We believe that the best security program we can have for the electric power grid is to maintain a resilient grid. We need to be prepared when incidents occur so that business can continue and we can protect the reliability of the grid. Where our focus was once directed primarily on prevention, today we are increasingly focused on how we respond when an incident does occur. One way we are doing this is the adoption of the nationally-known Incident Command System (ICS) for disaster preparedness and responsiveness. Used by the military, government agencies and other energy companies, ICS provides a consistent and proven crisis response platform to support business continuity and underpins AEP’s emergency restoration plan.

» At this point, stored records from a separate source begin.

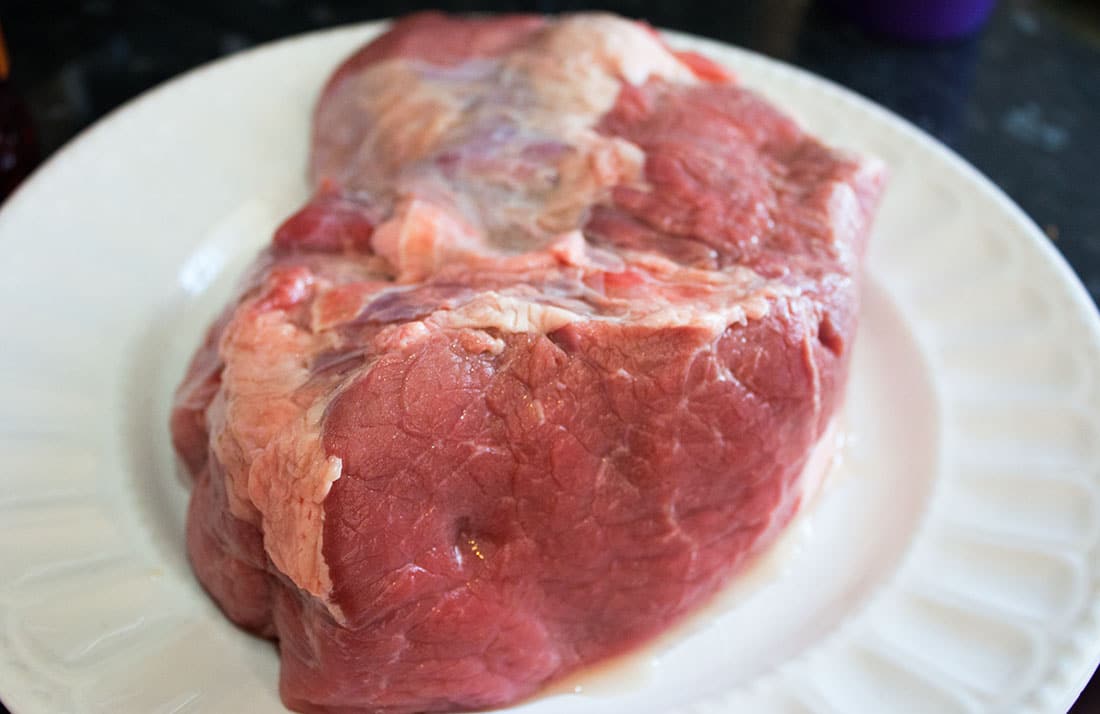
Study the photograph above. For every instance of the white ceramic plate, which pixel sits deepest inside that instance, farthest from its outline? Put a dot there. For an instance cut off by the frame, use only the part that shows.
(953, 566)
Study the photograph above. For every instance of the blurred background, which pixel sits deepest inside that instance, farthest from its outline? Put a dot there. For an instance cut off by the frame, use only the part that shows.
(1013, 86)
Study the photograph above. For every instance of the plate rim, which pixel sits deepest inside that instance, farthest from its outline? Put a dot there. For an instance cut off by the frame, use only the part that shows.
(1085, 650)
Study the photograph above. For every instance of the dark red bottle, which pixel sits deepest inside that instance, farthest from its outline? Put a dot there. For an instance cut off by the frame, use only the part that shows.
(19, 151)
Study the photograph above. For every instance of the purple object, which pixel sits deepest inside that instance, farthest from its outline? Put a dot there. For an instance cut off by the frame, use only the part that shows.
(920, 20)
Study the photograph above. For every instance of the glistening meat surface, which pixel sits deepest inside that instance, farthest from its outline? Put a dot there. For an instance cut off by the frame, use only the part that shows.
(534, 374)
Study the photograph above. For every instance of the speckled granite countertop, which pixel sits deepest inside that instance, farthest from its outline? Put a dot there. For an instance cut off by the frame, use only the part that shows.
(1020, 100)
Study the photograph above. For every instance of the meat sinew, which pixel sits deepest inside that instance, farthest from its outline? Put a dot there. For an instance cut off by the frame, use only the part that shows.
(532, 375)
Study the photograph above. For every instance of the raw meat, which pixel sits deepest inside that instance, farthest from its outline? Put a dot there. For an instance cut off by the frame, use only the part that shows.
(534, 374)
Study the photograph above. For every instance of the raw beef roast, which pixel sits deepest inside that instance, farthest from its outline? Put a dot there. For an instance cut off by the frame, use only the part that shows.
(532, 375)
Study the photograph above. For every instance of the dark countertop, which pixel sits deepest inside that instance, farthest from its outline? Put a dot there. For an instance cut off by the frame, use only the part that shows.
(1020, 100)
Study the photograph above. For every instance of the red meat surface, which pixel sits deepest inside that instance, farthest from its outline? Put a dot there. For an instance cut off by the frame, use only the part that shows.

ICS is being integrated into business continuity plans across AEP.
Another line of defense for AEP and the electric power industry is having a national inventory and access to critical spare parts for the power system. Grid Assurance™, an industry initiative led by AEP and several other companies, addresses vulnerabilities in the nation’s grid that were emphasized in a U.S. Department of Energy (DOE) report. In it, the DOE cited current grid protections as potentially inadequate “to address the security and reliability concerns associated with simultaneous failures of multiple high-voltage transformers.”
Grid Assurance will expedite responses to major events that damage the power grid – naturally or intentionally – by providing transmission-owning subscribers faster access to vital spare transmission equipment. This equipment, such as transformers and circuit breakers for substations, often requires lengthy production and delivery lead times. The expansion of existing inventory of spare equipment in the United States is important to assuring the resiliency of the nation’s electric grid.

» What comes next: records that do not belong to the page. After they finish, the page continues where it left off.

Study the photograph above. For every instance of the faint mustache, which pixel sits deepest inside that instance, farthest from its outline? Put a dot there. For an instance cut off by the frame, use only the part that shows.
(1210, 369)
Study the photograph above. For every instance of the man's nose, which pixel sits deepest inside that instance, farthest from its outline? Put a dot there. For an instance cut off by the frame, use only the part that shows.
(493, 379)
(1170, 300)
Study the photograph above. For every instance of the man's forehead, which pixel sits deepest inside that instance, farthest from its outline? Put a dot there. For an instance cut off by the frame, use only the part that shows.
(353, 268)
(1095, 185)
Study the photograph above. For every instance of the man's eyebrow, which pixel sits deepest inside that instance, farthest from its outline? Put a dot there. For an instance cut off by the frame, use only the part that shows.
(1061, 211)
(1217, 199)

Grid Assurance services will complement the Edison Electric Institute’s existing Spare Transformer Equipment Program (STEP), which can provide utilities access to transformers after a presidential declaration of a national emergency caused by terrorism. Grid Assurance will offer subscribers equipment (transformers, circuit breakers and other items) from an inventory that will meet their needs after a broader spectrum of qualifying events. In March 2016, Grid Assurance received approval from the Federal Energy Regulatory Commission (FERC) to move forward.

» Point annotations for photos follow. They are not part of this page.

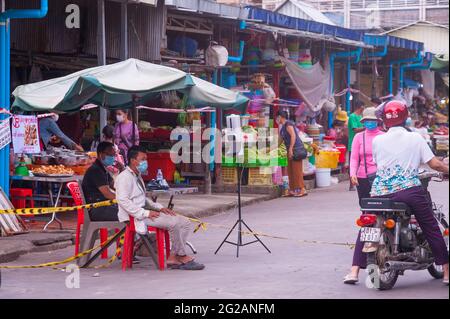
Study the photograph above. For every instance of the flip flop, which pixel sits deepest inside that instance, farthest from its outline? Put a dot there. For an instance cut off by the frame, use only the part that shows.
(192, 265)
(174, 266)
(350, 280)
(301, 195)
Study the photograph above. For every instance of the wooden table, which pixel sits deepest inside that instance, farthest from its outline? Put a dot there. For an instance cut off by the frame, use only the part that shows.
(62, 181)
(153, 194)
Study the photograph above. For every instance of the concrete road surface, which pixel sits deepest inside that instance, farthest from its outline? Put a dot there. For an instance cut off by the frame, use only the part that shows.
(292, 270)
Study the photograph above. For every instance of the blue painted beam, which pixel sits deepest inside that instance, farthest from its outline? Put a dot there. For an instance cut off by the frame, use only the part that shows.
(5, 73)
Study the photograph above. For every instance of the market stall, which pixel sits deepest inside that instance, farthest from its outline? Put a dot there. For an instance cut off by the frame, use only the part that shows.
(123, 85)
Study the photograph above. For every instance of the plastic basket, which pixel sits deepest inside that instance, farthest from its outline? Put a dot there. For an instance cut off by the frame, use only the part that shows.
(259, 176)
(327, 159)
(229, 175)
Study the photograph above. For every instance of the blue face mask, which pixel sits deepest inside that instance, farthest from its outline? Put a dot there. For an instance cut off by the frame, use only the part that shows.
(108, 161)
(408, 122)
(370, 125)
(142, 167)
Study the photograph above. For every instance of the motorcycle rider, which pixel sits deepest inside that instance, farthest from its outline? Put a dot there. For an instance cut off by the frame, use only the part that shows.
(398, 155)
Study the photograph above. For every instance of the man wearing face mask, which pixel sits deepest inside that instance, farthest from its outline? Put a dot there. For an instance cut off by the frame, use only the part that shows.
(362, 174)
(48, 130)
(132, 201)
(126, 133)
(98, 184)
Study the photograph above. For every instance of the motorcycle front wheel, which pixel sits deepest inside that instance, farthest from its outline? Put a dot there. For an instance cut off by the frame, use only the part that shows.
(382, 279)
(437, 271)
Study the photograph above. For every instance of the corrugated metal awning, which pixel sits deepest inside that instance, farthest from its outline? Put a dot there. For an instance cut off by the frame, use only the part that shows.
(210, 7)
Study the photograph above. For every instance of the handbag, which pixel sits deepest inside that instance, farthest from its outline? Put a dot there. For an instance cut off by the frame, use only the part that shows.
(300, 152)
(370, 177)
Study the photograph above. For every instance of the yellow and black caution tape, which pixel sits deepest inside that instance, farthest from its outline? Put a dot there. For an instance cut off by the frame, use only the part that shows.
(201, 225)
(68, 260)
(51, 210)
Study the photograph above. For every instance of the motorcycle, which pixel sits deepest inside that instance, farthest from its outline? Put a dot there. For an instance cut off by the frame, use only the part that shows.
(394, 241)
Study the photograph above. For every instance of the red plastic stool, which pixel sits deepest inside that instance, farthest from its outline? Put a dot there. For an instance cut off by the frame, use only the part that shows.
(18, 198)
(74, 189)
(162, 238)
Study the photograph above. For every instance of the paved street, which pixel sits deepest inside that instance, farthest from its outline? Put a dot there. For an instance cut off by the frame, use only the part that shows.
(293, 270)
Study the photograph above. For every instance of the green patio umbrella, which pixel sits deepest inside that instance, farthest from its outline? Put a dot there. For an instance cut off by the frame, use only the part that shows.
(121, 85)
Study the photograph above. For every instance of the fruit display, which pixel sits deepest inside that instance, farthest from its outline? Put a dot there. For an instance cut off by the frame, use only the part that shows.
(53, 170)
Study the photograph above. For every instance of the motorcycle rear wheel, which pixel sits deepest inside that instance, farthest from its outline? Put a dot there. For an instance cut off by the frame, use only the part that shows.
(387, 280)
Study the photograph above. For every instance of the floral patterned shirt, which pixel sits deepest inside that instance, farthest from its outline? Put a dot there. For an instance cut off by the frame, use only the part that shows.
(398, 155)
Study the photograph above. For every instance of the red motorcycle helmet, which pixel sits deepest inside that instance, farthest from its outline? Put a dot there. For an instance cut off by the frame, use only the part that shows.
(395, 113)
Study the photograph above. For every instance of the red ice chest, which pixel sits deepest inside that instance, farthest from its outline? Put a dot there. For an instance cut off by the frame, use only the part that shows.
(343, 149)
(160, 160)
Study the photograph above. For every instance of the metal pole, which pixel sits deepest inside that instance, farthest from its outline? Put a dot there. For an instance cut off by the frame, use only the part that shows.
(349, 75)
(124, 31)
(101, 51)
(4, 169)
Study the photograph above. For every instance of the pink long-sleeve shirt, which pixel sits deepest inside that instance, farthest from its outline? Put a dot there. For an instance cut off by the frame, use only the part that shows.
(357, 159)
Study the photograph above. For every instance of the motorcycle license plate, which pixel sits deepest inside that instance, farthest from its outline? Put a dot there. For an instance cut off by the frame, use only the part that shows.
(370, 234)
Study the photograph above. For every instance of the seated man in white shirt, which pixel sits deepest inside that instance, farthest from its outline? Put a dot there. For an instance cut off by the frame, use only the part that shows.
(132, 201)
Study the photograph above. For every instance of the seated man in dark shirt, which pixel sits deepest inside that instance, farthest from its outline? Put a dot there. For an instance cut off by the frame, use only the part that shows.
(98, 184)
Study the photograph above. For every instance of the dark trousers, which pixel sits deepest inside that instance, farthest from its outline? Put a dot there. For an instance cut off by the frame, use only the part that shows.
(104, 214)
(418, 201)
(360, 258)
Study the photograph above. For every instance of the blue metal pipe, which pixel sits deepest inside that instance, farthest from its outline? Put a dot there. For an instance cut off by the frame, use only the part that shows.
(351, 55)
(378, 41)
(212, 141)
(421, 66)
(27, 13)
(5, 73)
(238, 59)
(4, 167)
(416, 59)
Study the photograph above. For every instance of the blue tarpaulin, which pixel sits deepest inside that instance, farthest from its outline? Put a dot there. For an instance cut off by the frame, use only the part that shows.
(405, 44)
(283, 21)
(395, 42)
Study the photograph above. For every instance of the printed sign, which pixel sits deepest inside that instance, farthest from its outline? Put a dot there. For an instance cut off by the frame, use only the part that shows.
(5, 133)
(25, 134)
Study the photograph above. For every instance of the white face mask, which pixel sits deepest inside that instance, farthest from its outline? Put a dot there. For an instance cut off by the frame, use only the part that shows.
(120, 118)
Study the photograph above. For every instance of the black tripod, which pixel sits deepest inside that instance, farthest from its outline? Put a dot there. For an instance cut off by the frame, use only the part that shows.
(240, 222)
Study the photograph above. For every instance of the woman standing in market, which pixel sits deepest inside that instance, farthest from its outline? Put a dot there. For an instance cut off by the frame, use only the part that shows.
(119, 163)
(296, 154)
(125, 135)
(362, 173)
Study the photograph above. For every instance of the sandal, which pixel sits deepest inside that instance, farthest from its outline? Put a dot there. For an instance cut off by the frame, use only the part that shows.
(350, 280)
(301, 194)
(174, 266)
(192, 265)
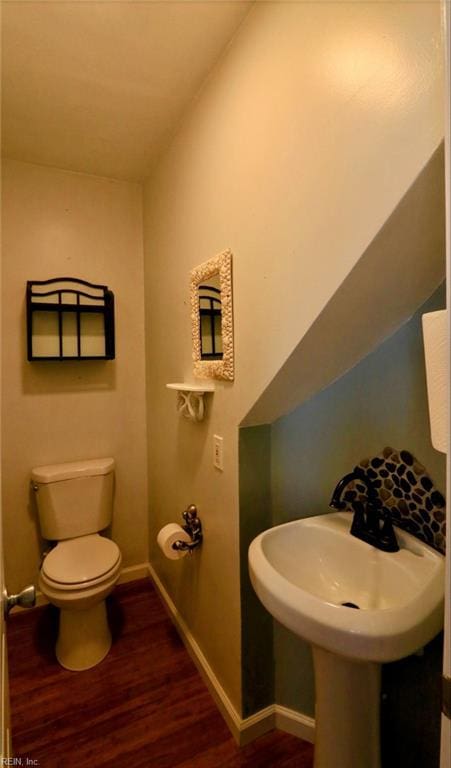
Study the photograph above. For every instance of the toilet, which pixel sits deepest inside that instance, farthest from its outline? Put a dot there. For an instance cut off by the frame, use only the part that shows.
(75, 503)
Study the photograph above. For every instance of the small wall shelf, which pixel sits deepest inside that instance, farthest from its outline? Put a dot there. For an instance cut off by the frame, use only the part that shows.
(69, 319)
(190, 399)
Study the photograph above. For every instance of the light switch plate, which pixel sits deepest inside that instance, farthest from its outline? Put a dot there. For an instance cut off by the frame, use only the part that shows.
(218, 452)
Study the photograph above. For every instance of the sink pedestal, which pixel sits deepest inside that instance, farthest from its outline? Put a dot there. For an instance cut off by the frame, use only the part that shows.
(347, 711)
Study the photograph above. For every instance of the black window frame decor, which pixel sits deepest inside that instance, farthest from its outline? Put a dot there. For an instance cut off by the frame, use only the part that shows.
(212, 313)
(104, 305)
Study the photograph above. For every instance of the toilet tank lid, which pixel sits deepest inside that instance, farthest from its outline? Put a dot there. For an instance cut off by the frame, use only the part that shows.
(53, 473)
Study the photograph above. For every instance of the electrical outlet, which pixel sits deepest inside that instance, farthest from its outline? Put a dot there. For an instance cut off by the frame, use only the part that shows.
(218, 452)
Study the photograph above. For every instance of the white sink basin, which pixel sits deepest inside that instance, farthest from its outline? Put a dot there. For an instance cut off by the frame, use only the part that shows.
(305, 570)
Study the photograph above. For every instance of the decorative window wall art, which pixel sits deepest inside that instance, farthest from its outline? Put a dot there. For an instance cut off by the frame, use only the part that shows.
(69, 319)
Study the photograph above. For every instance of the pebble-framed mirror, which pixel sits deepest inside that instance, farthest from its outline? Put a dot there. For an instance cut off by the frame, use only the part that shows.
(212, 318)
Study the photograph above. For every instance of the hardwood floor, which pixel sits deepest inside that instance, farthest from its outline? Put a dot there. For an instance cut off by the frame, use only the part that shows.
(144, 706)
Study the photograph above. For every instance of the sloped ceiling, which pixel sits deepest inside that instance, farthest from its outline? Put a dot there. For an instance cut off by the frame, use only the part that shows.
(401, 268)
(99, 87)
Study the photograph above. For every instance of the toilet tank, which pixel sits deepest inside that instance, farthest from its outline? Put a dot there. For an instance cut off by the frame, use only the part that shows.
(75, 498)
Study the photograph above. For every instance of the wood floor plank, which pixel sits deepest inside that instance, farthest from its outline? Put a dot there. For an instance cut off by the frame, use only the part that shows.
(145, 705)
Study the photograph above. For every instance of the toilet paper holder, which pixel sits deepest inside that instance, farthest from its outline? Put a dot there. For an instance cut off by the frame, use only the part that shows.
(193, 527)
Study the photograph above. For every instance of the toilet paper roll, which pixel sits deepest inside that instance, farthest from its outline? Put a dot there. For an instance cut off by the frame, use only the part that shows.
(168, 536)
(435, 334)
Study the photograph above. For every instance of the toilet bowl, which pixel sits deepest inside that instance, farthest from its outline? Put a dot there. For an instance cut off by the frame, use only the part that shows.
(74, 503)
(76, 576)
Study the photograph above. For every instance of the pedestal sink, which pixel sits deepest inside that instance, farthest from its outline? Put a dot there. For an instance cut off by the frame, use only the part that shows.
(358, 607)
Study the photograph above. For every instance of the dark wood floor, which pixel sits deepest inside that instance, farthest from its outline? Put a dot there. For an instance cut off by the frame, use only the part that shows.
(144, 706)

Planning for the unknown is difficult at best. But the stakes are high and the potential threat has led to new standards for cyber and physical security of the grid from the North American Electric Reliability Corporation (NERC). The next major revision of the NERC Critical Infrastructure Protection (CIP) Standards becomes effective July 1, 2016. The new Standard expands protections against physical and cyber-attacks on the power grid. AEP hosted its second NERC Reliability & Compliance summit in April 2016, bringing together executives from AEP, NERC and Regional Entities to which we belong, to focus on the evolving reliability/security regulatory environment and strategies to keep AEP’s compliance program in sync with the changes.
In July 2015, FERC approved a new physical security reliability standard (CIP-014), requiring owners and operators of transmission facilities to protect critical transmission substations and control centers whose damage by physical attack could threaten reliability of the system. In response, AEP classified its substations into tiers based on the critical nature of the equipment to determine the level of security needed. This tiered approach allows us to design security controls directly in to new infrastructure from the start, building the costs into capital projects as needed. It is a measured approach that allows us to be more proactive with existing and new infrastructure while balancing risk and cost.
AEP has designed a Security Awareness Training program for all employees covering physical and cybersecurity risks. The training is updated periodically to meet emerging cyber and physical threats and it places a shared responsibility for security with employees and the company.
We are also pushing cyber security deeper into the supply chain. We are working with our vendors to determine the level of security they have in place to understand and identify areas of vulnerability. We use surveys, questionnaires and other assessment tools to evaluate the risk they pose to AEP before we sign a contract. This approach allows our business units to better understand the risks so they can make more informed decisions about the level of risk they are willing to assume.